Historians in the News
tags: racism, Nativism, Anglo-Saxonism



Last week, far-right Republican Representatives Marjorie Taylor Greene and Paul Gosar distanced themselves from a proposal to create an America First Caucus, after a document bearing the group’s name made reference to “Anglo-Saxon political traditions.”

Both Greene and Gosar told the press that they hadn’t seen the document and did not endorse its sentiments, after House Republican Leader Kevin McCarthy condemned the effort, saying that America “isn’t built on identity, race, or religion,” and rejecting “nativist dog whistles.”

If seeing the party of Donald Trump distance itself from nativism is strange, it helps to understand that “Anglo-Saxon” is what you say when “whites only” is simply too inclusive.

The Anglo-Saxonism to which I refer has little to do with the Germanic peoples who settled in medieval England.
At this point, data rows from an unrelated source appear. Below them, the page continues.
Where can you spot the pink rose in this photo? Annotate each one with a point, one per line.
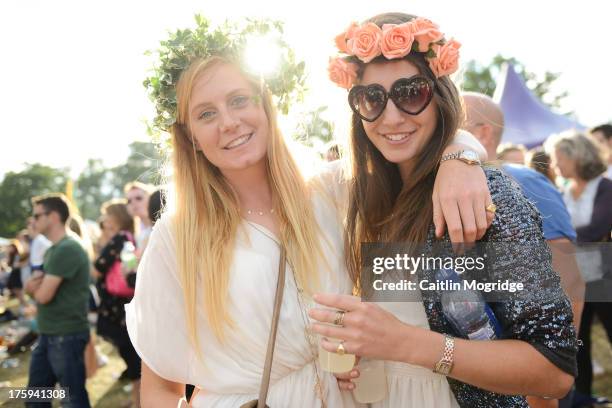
(446, 61)
(343, 37)
(341, 72)
(425, 32)
(365, 42)
(396, 40)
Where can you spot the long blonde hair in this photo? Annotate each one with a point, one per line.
(207, 214)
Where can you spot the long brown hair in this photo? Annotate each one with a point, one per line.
(382, 207)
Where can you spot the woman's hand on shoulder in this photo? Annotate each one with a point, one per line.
(460, 198)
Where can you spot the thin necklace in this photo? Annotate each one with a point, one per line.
(258, 212)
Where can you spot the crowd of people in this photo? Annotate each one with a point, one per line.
(197, 299)
(72, 281)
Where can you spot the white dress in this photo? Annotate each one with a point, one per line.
(231, 373)
(408, 386)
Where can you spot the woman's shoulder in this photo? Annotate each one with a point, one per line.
(516, 217)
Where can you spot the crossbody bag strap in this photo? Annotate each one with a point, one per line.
(278, 300)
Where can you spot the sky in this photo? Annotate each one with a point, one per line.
(71, 71)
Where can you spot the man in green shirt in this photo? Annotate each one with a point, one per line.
(61, 294)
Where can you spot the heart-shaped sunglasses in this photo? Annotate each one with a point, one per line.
(410, 95)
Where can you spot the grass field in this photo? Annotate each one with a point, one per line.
(105, 391)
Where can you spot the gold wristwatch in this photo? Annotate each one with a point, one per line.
(445, 365)
(466, 156)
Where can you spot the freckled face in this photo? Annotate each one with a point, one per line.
(227, 119)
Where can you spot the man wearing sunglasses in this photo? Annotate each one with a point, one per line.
(137, 195)
(62, 295)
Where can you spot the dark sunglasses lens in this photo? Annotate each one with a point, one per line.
(368, 102)
(412, 95)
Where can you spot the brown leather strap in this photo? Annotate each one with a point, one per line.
(278, 299)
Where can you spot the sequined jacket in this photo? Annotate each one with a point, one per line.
(540, 314)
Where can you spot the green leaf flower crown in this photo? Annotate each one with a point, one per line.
(230, 41)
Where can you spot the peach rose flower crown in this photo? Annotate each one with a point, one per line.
(368, 41)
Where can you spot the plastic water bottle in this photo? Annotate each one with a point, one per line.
(128, 256)
(467, 310)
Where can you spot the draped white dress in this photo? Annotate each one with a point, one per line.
(230, 373)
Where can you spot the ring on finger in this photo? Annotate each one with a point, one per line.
(339, 320)
(340, 350)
Rather, it’s an archaic, pseudoscientific intellectual trend that gained popularity during the height of immigration from Eastern and Southern Europe to the United States, at the turn of the 20th century. Nativists needed a way to explain why these immigrants—Polish, Russian, Greek, Italian, and Jewish—were distinct from earlier generations, and why their presence posed a danger.

They settled on the idea that the original “native” American settlers were descended from “the tribes that met under the oak-trees of old Germany to make laws and choose chieftains,” as Francis Walker put it in The Atlantic in 1893, and that the new immigrants lacked the biological aptitude for democracy. Anglo-Saxon was a way to distinguish genteel old-money types, such as nativist Republican Senator Henry Cabot Lodge, from members of inferior races who had names such as, well, McCarthy. The influential eugenicist Madison Grant insisted that the Irish possessed an “unstable temperament” and a “lack of coordinating and reasoning power.”
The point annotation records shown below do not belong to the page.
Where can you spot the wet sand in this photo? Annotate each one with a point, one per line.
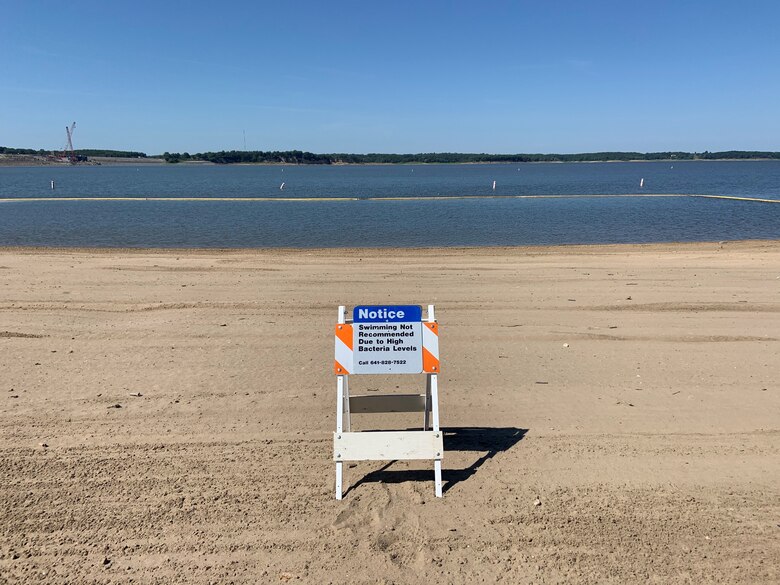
(612, 415)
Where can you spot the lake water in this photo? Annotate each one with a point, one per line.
(477, 221)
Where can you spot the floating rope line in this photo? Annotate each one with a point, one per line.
(342, 199)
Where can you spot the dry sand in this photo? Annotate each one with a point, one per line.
(651, 442)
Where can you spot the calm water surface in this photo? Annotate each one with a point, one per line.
(453, 222)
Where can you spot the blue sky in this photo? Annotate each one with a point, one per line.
(499, 77)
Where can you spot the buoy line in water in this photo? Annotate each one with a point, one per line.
(343, 199)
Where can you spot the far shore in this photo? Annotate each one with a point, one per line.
(42, 161)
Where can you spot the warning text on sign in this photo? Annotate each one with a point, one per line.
(388, 348)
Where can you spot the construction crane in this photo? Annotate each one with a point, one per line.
(69, 152)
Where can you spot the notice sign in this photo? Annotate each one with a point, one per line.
(387, 339)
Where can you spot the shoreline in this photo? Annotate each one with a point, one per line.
(528, 250)
(96, 161)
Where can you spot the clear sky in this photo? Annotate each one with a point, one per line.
(422, 76)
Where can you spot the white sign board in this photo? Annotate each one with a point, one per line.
(387, 339)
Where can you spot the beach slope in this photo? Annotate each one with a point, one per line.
(612, 415)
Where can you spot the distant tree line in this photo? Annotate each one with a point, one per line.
(254, 156)
(110, 153)
(309, 158)
(302, 157)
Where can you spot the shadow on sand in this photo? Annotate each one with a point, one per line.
(487, 440)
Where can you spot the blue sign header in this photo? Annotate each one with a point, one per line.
(386, 313)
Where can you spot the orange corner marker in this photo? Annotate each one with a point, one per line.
(344, 333)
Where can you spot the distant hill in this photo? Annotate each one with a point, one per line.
(306, 158)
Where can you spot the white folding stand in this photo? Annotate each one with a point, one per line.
(389, 445)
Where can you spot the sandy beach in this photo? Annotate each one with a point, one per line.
(612, 415)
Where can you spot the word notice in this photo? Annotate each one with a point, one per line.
(387, 339)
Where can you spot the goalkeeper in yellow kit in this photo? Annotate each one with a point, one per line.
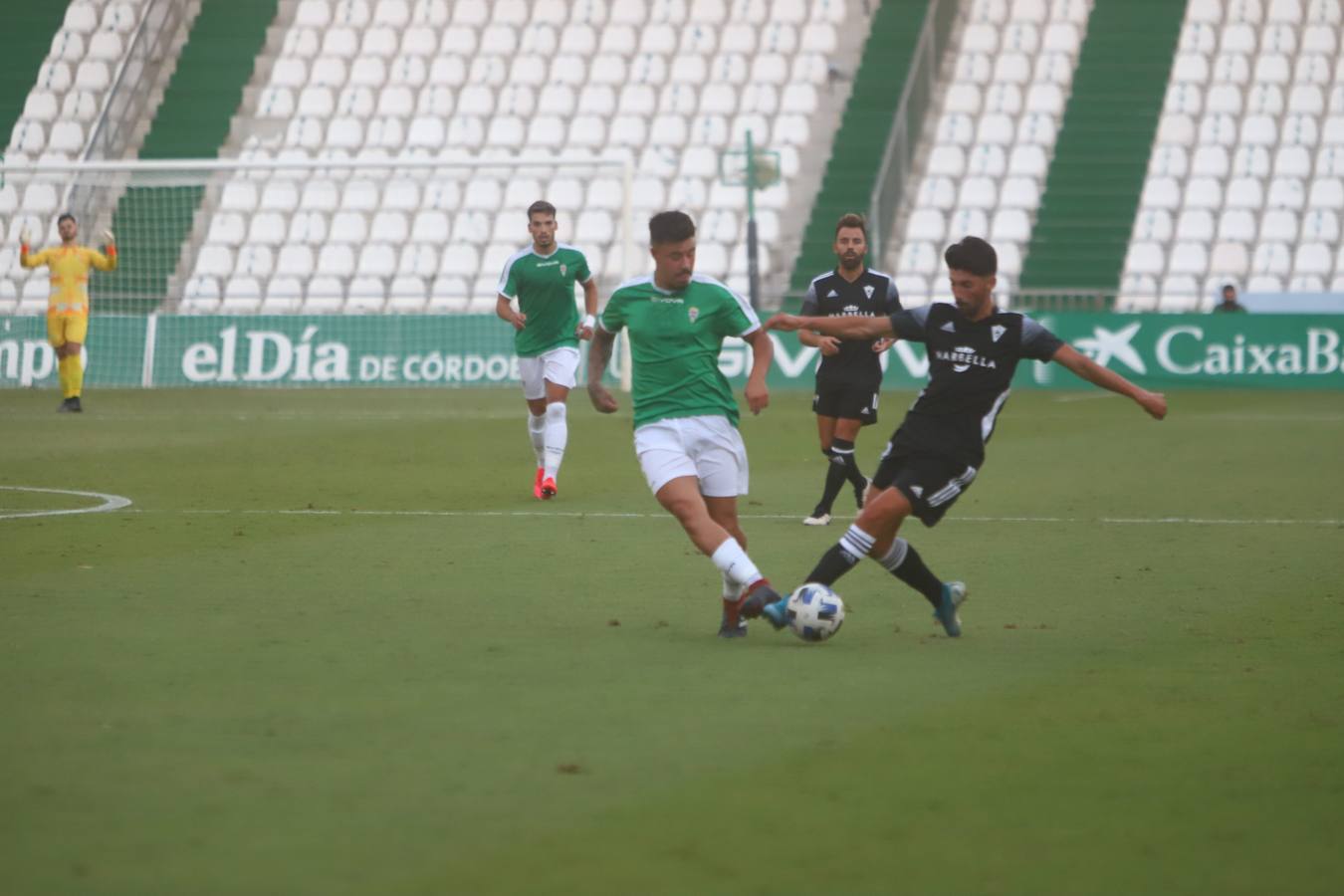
(68, 310)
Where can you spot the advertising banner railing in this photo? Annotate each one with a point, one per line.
(1159, 350)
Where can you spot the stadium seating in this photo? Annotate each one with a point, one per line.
(994, 137)
(1244, 184)
(74, 78)
(426, 78)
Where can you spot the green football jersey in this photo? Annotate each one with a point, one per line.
(675, 341)
(545, 289)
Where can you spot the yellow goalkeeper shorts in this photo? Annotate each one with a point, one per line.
(66, 328)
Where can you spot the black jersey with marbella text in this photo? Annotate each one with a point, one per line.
(871, 295)
(971, 367)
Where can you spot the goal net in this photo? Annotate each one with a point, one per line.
(306, 272)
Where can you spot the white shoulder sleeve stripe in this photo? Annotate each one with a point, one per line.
(744, 304)
(508, 266)
(636, 281)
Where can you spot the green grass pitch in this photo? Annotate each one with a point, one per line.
(335, 646)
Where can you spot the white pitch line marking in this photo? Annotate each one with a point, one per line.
(110, 503)
(610, 515)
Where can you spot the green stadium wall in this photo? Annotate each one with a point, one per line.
(192, 122)
(1101, 156)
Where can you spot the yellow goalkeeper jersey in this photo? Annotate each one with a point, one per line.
(69, 266)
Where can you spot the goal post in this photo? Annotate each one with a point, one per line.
(390, 254)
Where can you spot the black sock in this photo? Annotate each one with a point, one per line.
(835, 481)
(841, 557)
(844, 450)
(906, 564)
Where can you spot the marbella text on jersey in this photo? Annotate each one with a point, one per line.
(1281, 350)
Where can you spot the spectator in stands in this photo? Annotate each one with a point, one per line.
(68, 307)
(549, 330)
(686, 419)
(1229, 303)
(849, 373)
(933, 457)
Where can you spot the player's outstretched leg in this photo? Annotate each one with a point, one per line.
(953, 595)
(557, 439)
(755, 600)
(835, 481)
(537, 435)
(903, 561)
(732, 625)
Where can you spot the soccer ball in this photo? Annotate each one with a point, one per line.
(814, 611)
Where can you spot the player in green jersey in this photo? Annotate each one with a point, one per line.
(542, 278)
(684, 414)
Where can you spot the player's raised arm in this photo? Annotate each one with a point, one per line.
(763, 353)
(24, 245)
(839, 327)
(107, 260)
(1153, 403)
(599, 356)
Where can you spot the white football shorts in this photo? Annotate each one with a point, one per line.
(560, 365)
(707, 448)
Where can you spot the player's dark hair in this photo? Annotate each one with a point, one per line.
(541, 207)
(671, 227)
(852, 220)
(975, 256)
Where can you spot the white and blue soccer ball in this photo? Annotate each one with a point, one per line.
(814, 611)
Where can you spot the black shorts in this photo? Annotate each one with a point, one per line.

“By making the simple (and in fact traditional) assumption that northern European nationalities shared much of the Anglo-Saxon’s inherited traits, a racial nativist could now understand why immigration had just now become a problem,” the historian John Higham wrote in Strangers in the Land. “Also, the cultural remoteness of southern and eastern European ‘races’ suggested to him that the foreign danger involved much more than an inherited incapacity for self-government: the new immigration was racially impervious to the whole of American civilization!”
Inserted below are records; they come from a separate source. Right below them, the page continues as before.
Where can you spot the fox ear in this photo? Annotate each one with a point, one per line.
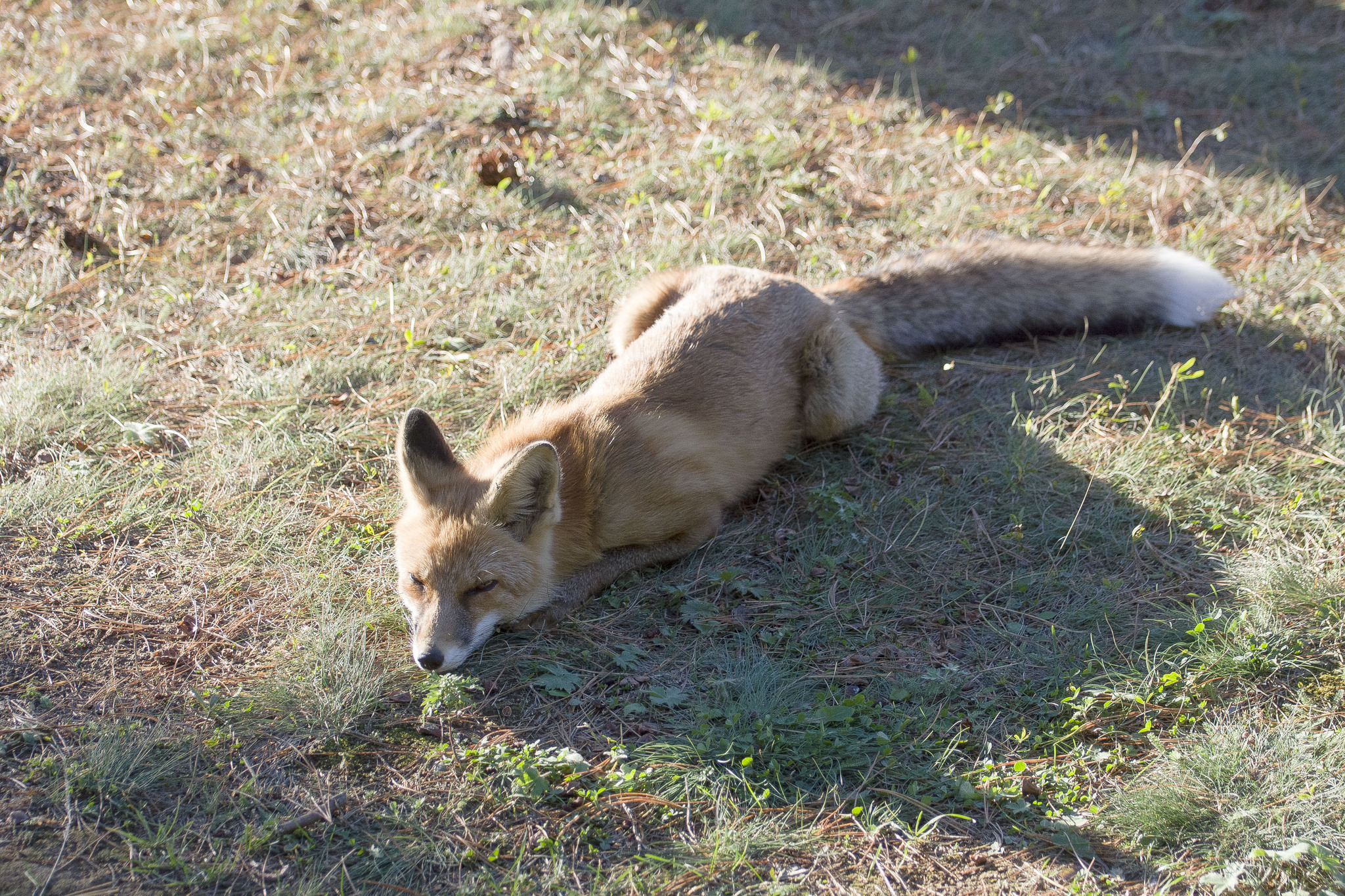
(424, 459)
(526, 495)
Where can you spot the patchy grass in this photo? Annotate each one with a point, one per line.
(1066, 612)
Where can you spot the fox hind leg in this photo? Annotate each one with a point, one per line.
(843, 382)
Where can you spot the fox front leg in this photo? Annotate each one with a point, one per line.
(588, 581)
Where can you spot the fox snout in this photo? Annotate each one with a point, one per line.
(437, 649)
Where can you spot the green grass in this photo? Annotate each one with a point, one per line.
(1066, 609)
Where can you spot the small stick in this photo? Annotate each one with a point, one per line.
(314, 817)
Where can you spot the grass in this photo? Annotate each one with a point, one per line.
(1066, 614)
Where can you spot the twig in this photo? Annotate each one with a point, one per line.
(65, 839)
(314, 817)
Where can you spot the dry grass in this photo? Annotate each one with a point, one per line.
(238, 240)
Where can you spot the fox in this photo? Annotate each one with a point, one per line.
(718, 371)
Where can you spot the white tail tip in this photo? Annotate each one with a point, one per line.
(1195, 289)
This belief that America’s “original” population was Anglo-Saxon, and that the American way of life was threatened by the presence not just of nonwhite people but of inferior, non-Anglo-Saxon (or “Nordic”) white people, shaped the racist immigration-restriction laws of the early 20th century. As historians have documented, it also influenced the ideology of Nazi Germany. Translated into law, it produced such horrifying artifacts as Virginia’s 1924 anti-miscegenation act, passed with the aid of the eugenicist Anglo-Saxon Clubs. The law required all babies to be classified as “white” or “colored” and made it a felony to “misrepresent” your racial background. The Nazi jurists studying American race laws in the 1930s thought such “one drop” rules were a bit too strict.